In contrast, data on blinatumomab trafficking to the CSF and other EMD sites is lacking. We have shown that history and/or presence of active EMD at the time of initiating blinatumomab predicts poor response to treatment.19  Moreover, EMD relapse following blinatumomab seems overrepresented compared with other therapies.19,30,31  Thus, blinatumomab is likely not the optimal choice for relapsed ALL with bulky EMD and/or CNS involvement. Tables 1 and 2 depict the number of cases with EMD and CNS involvement in published clinical studies for CD19-targeted immunotherapies.
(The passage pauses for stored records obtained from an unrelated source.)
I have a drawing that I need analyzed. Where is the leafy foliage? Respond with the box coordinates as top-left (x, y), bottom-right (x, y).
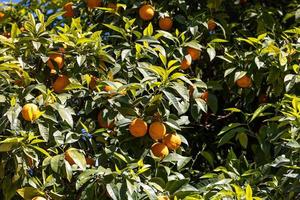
top-left (0, 0), bottom-right (300, 200)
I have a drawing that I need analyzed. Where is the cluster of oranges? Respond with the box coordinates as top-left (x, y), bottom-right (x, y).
top-left (129, 118), bottom-right (181, 159)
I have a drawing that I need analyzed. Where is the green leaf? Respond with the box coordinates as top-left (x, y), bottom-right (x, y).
top-left (165, 178), bottom-right (190, 194)
top-left (206, 47), bottom-right (216, 61)
top-left (238, 133), bottom-right (248, 149)
top-left (58, 108), bottom-right (73, 127)
top-left (246, 185), bottom-right (253, 200)
top-left (17, 187), bottom-right (44, 200)
top-left (249, 104), bottom-right (272, 122)
top-left (38, 123), bottom-right (49, 142)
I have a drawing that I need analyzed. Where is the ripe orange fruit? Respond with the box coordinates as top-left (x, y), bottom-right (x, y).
top-left (207, 19), bottom-right (217, 31)
top-left (32, 196), bottom-right (47, 200)
top-left (87, 0), bottom-right (101, 9)
top-left (64, 2), bottom-right (74, 17)
top-left (98, 111), bottom-right (114, 129)
top-left (200, 91), bottom-right (208, 102)
top-left (180, 58), bottom-right (192, 70)
top-left (0, 12), bottom-right (5, 22)
top-left (158, 17), bottom-right (173, 31)
top-left (52, 75), bottom-right (70, 93)
top-left (129, 118), bottom-right (148, 137)
top-left (47, 53), bottom-right (64, 73)
top-left (163, 133), bottom-right (181, 150)
top-left (106, 3), bottom-right (117, 10)
top-left (22, 103), bottom-right (40, 122)
top-left (85, 157), bottom-right (95, 166)
top-left (65, 150), bottom-right (75, 166)
top-left (187, 47), bottom-right (201, 60)
top-left (151, 142), bottom-right (169, 159)
top-left (149, 122), bottom-right (167, 140)
top-left (236, 75), bottom-right (252, 88)
top-left (139, 4), bottom-right (155, 21)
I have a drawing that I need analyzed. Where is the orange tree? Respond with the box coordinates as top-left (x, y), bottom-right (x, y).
top-left (0, 0), bottom-right (300, 200)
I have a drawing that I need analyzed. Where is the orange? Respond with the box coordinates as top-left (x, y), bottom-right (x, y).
top-left (0, 12), bottom-right (5, 22)
top-left (87, 0), bottom-right (101, 9)
top-left (85, 157), bottom-right (95, 166)
top-left (98, 111), bottom-right (114, 129)
top-left (158, 17), bottom-right (173, 31)
top-left (187, 47), bottom-right (201, 60)
top-left (163, 133), bottom-right (181, 150)
top-left (32, 196), bottom-right (47, 200)
top-left (151, 142), bottom-right (169, 159)
top-left (180, 58), bottom-right (192, 70)
top-left (207, 19), bottom-right (217, 31)
top-left (22, 103), bottom-right (40, 122)
top-left (139, 4), bottom-right (155, 21)
top-left (200, 91), bottom-right (208, 102)
top-left (236, 75), bottom-right (252, 88)
top-left (65, 150), bottom-right (75, 166)
top-left (149, 122), bottom-right (167, 140)
top-left (64, 2), bottom-right (74, 17)
top-left (47, 53), bottom-right (64, 73)
top-left (52, 75), bottom-right (70, 93)
top-left (106, 3), bottom-right (117, 10)
top-left (129, 118), bottom-right (148, 137)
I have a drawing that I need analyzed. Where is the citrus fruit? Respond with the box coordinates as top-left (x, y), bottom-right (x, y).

In this case, our rationale for selecting CD19CAR T-cell therapy was the patient’s history of CNS relapse and our concern about future CNS recurrence even after allo-HCT, after which there would be limited therapeutic options. Current data support encouraging activity of CD19CAR T cells in eradicating CNS disease (at least in CNS-2) and potentially preventing CNS relapse. However, these data remain preliminary and require confirmation in larger studies, especially due to safety concerns about neurotoxicity associated with CD19CAR T-cell therapy in patients with active CNS involvement. Current data for blinatumomab support limited activity in ALL involving the CNS, and we observe frequent extramedullary failure during therapy, which further informed our decision to treat this patient with CAR T cells.
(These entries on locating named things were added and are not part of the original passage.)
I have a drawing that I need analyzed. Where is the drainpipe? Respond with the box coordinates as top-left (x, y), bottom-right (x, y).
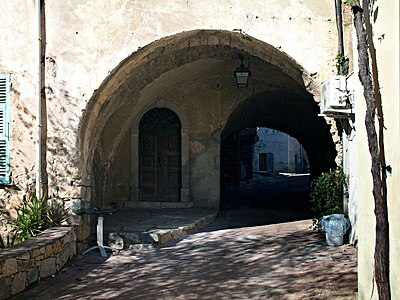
top-left (335, 0), bottom-right (344, 74)
top-left (36, 0), bottom-right (42, 199)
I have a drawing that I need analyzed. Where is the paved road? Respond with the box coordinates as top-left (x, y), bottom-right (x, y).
top-left (15, 220), bottom-right (357, 299)
top-left (15, 176), bottom-right (357, 300)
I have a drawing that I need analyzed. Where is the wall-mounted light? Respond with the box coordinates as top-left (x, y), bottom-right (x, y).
top-left (233, 54), bottom-right (251, 87)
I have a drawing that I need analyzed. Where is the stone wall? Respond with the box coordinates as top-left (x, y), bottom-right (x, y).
top-left (0, 227), bottom-right (76, 299)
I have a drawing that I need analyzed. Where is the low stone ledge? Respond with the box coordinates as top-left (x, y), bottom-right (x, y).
top-left (0, 226), bottom-right (76, 300)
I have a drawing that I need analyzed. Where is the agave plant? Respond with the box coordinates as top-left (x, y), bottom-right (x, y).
top-left (13, 195), bottom-right (49, 242)
top-left (0, 234), bottom-right (17, 249)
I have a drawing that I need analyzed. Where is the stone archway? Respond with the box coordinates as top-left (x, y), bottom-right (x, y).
top-left (80, 30), bottom-right (335, 207)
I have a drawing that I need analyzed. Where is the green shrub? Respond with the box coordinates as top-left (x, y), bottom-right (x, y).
top-left (12, 195), bottom-right (49, 242)
top-left (0, 234), bottom-right (17, 249)
top-left (310, 168), bottom-right (346, 218)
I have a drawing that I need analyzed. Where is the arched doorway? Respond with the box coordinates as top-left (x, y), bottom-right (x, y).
top-left (139, 108), bottom-right (181, 202)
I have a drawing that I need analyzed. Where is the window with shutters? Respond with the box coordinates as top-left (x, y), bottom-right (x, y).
top-left (0, 73), bottom-right (10, 184)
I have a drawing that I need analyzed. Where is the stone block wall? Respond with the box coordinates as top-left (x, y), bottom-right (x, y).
top-left (0, 226), bottom-right (76, 300)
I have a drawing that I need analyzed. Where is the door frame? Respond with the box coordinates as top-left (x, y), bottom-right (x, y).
top-left (127, 100), bottom-right (191, 206)
top-left (139, 108), bottom-right (182, 202)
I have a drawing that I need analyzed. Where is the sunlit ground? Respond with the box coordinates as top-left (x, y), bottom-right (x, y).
top-left (17, 220), bottom-right (357, 299)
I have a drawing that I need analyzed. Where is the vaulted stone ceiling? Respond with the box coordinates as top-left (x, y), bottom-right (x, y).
top-left (81, 31), bottom-right (336, 178)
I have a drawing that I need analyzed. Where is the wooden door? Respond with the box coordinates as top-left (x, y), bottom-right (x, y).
top-left (139, 108), bottom-right (181, 202)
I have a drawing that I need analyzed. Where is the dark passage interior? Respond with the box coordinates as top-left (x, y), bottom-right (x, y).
top-left (220, 127), bottom-right (313, 226)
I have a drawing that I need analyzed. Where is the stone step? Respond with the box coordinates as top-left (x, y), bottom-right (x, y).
top-left (104, 212), bottom-right (217, 250)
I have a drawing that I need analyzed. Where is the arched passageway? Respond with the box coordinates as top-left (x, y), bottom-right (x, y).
top-left (80, 30), bottom-right (336, 208)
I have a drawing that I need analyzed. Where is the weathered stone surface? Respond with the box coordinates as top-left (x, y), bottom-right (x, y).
top-left (17, 252), bottom-right (31, 259)
top-left (108, 232), bottom-right (124, 250)
top-left (149, 230), bottom-right (172, 244)
top-left (44, 245), bottom-right (53, 258)
top-left (40, 257), bottom-right (56, 278)
top-left (27, 268), bottom-right (39, 285)
top-left (69, 241), bottom-right (76, 259)
top-left (31, 249), bottom-right (40, 258)
top-left (171, 228), bottom-right (182, 239)
top-left (0, 278), bottom-right (11, 300)
top-left (120, 232), bottom-right (142, 244)
top-left (53, 240), bottom-right (62, 254)
top-left (2, 258), bottom-right (18, 277)
top-left (18, 259), bottom-right (35, 271)
top-left (11, 272), bottom-right (26, 294)
top-left (57, 244), bottom-right (70, 270)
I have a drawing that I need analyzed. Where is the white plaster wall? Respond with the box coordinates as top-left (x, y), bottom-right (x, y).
top-left (354, 1), bottom-right (400, 299)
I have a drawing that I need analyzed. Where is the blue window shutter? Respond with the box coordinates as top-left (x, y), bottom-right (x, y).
top-left (0, 74), bottom-right (10, 184)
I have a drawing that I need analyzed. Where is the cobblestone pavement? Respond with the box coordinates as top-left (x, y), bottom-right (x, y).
top-left (13, 220), bottom-right (357, 299)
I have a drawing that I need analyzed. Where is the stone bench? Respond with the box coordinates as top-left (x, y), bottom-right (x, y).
top-left (0, 226), bottom-right (76, 300)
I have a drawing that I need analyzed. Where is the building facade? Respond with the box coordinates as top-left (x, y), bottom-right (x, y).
top-left (0, 0), bottom-right (399, 299)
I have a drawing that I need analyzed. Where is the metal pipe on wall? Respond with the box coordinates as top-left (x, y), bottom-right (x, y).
top-left (35, 0), bottom-right (42, 199)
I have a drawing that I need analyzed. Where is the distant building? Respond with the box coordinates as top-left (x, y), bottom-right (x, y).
top-left (253, 127), bottom-right (309, 174)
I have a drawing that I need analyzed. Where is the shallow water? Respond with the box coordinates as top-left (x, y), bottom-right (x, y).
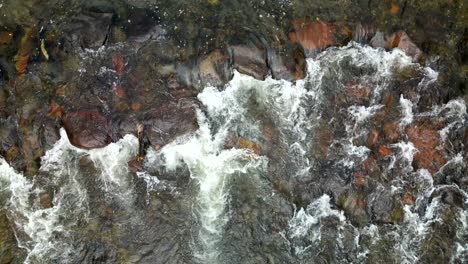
top-left (0, 43), bottom-right (468, 263)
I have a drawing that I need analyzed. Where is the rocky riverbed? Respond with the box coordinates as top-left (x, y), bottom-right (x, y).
top-left (0, 0), bottom-right (468, 263)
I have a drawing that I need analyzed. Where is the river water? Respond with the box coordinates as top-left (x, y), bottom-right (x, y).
top-left (0, 43), bottom-right (468, 263)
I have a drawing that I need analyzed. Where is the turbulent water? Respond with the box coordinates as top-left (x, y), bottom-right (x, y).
top-left (0, 44), bottom-right (468, 263)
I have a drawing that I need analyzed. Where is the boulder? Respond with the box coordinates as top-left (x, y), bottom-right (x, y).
top-left (289, 19), bottom-right (336, 56)
top-left (406, 124), bottom-right (445, 173)
top-left (229, 44), bottom-right (268, 80)
top-left (64, 12), bottom-right (113, 49)
top-left (62, 110), bottom-right (111, 149)
top-left (198, 50), bottom-right (232, 86)
top-left (387, 31), bottom-right (423, 61)
top-left (143, 102), bottom-right (198, 149)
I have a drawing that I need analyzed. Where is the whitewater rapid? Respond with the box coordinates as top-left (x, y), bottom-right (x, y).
top-left (0, 43), bottom-right (468, 263)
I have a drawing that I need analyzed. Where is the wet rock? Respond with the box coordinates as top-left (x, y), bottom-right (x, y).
top-left (387, 31), bottom-right (423, 61)
top-left (228, 44), bottom-right (268, 80)
top-left (0, 31), bottom-right (13, 45)
top-left (338, 192), bottom-right (368, 226)
top-left (353, 171), bottom-right (367, 187)
top-left (370, 31), bottom-right (387, 48)
top-left (379, 146), bottom-right (392, 157)
top-left (63, 12), bottom-right (112, 49)
top-left (406, 124), bottom-right (445, 173)
top-left (0, 211), bottom-right (19, 263)
top-left (238, 138), bottom-right (262, 155)
top-left (430, 186), bottom-right (465, 208)
top-left (62, 110), bottom-right (111, 149)
top-left (267, 48), bottom-right (301, 81)
top-left (353, 23), bottom-right (375, 43)
top-left (15, 27), bottom-right (37, 74)
top-left (112, 53), bottom-right (125, 76)
top-left (367, 187), bottom-right (404, 223)
top-left (401, 192), bottom-right (415, 205)
top-left (345, 81), bottom-right (373, 105)
top-left (198, 50), bottom-right (232, 86)
top-left (143, 102), bottom-right (198, 149)
top-left (289, 19), bottom-right (336, 57)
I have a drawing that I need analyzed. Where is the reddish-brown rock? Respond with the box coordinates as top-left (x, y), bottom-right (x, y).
top-left (367, 129), bottom-right (380, 147)
top-left (198, 50), bottom-right (230, 86)
top-left (112, 54), bottom-right (125, 75)
top-left (143, 102), bottom-right (198, 149)
top-left (289, 19), bottom-right (335, 55)
top-left (406, 125), bottom-right (445, 173)
top-left (387, 31), bottom-right (422, 61)
top-left (238, 138), bottom-right (262, 155)
top-left (0, 31), bottom-right (13, 45)
top-left (353, 171), bottom-right (366, 187)
top-left (62, 110), bottom-right (111, 149)
top-left (229, 45), bottom-right (268, 80)
top-left (384, 122), bottom-right (400, 142)
top-left (379, 146), bottom-right (392, 157)
top-left (49, 100), bottom-right (63, 117)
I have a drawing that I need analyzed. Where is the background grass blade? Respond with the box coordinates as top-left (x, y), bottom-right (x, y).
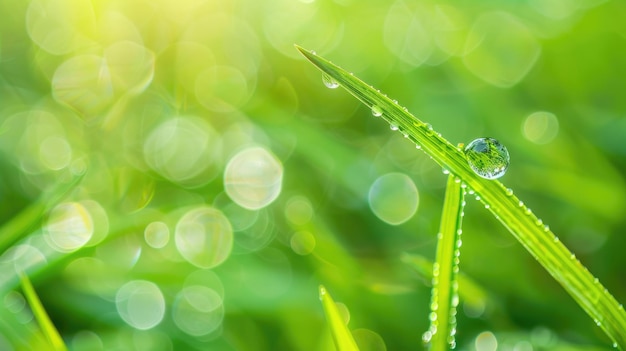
top-left (297, 47), bottom-right (626, 349)
top-left (0, 176), bottom-right (83, 253)
top-left (422, 175), bottom-right (465, 351)
top-left (320, 286), bottom-right (359, 351)
top-left (20, 273), bottom-right (67, 351)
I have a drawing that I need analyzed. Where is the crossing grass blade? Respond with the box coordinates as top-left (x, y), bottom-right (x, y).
top-left (20, 273), bottom-right (67, 351)
top-left (296, 46), bottom-right (626, 350)
top-left (320, 286), bottom-right (359, 351)
top-left (422, 175), bottom-right (464, 351)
Patient 3 was a 27-year-old man diagnosed with Philadelphia chromosome–positive ALL who achieved CR with dasatinib and steroids. He underwent allo-HCT from an MUD, but relapsed 1 year later. He achieved a second CR with chemotherapy and dasatinib, and was placed on maintenance dasatinib. He experienced a second relapse 1 year later and failed to respond to a ponatinib-based regimen. He was enrolled on a CD19CAR T-cell clinical trial (NCT02146924). His treatment course was complicated by grade 2 CRS that required tocilizumab. He achieved a third MRD CR prior to undergoing another allo-HCT from a different MUD. He is now over 1 year postsecond allo-HCT and remains in remission.
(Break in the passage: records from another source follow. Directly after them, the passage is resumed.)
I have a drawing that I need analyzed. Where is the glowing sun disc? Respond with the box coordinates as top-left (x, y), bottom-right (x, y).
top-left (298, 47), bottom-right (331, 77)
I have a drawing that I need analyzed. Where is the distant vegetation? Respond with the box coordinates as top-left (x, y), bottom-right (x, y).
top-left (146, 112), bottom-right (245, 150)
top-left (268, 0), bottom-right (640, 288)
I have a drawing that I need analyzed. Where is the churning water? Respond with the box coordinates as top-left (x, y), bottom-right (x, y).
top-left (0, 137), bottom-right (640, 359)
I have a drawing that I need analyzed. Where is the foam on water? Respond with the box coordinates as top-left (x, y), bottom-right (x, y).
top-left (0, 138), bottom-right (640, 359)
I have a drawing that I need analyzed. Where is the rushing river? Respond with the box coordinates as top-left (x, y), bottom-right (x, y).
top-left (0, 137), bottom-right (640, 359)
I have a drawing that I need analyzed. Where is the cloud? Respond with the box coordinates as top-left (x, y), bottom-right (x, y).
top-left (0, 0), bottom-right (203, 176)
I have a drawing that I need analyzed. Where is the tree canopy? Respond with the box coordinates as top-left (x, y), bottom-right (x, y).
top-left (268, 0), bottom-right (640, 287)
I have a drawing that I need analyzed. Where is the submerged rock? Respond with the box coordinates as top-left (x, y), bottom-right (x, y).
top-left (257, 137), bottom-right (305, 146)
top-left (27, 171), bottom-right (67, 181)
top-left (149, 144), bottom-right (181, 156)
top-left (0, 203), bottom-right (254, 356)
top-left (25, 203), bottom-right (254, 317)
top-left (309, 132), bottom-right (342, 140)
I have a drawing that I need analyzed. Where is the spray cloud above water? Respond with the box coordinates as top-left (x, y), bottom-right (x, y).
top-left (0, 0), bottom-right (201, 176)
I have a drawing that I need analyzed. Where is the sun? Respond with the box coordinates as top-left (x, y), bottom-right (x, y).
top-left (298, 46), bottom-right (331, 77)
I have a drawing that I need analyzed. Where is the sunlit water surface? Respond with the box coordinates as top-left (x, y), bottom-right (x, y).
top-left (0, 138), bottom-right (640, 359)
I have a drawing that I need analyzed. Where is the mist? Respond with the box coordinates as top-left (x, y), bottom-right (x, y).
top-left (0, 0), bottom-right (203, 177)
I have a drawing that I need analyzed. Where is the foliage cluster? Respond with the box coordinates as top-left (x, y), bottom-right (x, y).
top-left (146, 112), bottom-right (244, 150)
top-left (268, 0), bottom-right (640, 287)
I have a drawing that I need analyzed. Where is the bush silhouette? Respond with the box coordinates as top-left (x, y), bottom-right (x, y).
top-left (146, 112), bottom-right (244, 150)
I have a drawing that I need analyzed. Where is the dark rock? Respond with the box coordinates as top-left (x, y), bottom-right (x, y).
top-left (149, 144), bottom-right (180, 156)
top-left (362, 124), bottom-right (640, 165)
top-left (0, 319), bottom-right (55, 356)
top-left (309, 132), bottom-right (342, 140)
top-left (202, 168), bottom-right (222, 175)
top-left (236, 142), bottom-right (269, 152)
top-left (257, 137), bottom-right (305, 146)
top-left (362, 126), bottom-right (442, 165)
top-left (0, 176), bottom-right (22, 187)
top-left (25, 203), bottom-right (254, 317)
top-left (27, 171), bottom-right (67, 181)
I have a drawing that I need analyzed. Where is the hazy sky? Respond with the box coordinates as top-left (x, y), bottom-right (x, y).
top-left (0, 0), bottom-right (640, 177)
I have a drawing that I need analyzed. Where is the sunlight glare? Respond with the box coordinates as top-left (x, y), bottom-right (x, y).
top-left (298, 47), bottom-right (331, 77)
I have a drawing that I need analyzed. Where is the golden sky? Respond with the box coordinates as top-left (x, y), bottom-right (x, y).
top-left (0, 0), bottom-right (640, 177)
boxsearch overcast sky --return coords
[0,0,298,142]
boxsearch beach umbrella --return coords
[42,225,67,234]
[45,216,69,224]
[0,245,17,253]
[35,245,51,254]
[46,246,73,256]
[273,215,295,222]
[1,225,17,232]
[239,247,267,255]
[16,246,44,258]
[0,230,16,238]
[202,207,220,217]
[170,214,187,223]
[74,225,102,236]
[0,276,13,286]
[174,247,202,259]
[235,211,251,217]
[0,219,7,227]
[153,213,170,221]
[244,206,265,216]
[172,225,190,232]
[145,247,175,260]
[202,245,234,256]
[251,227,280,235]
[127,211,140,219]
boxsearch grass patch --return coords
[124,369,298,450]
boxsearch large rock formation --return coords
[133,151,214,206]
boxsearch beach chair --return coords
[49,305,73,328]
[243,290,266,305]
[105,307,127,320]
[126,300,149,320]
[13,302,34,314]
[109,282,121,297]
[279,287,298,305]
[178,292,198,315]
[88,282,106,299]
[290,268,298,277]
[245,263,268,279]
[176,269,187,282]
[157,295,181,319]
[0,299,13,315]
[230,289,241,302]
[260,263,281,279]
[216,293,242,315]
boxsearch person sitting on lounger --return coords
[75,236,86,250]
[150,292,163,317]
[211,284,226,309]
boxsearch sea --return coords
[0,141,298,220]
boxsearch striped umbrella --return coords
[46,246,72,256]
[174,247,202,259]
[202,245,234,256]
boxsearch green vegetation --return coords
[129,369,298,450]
Although failing a prior allo-HCT is associated with low response to salvage chemotherapy in ALL,1,3  it does not impact response to CD19-targeted immunotherapy. Patients with relapsed ALL with and without prior allo-HCT respond comparably to blinatumomab (CR/CRi is 45% vs 43%, respectively), demonstrating that blinatumomab activity is independent of previous allo-HCT.32-35  Likewise, response to CD19CAR T-cell therapy is remarkable in patients with r/r ALL irrespective of prior allo-HCT,14,21,22,36,37  and neither OS nor EFS was influenced by history of allo-HCT in the Children’s Hospital of Philadelphia (CHOP) experience.22  Therefore, both CD19-targeted immunotherapies are valid options for treating our patient who relapsed post–allo-HCT.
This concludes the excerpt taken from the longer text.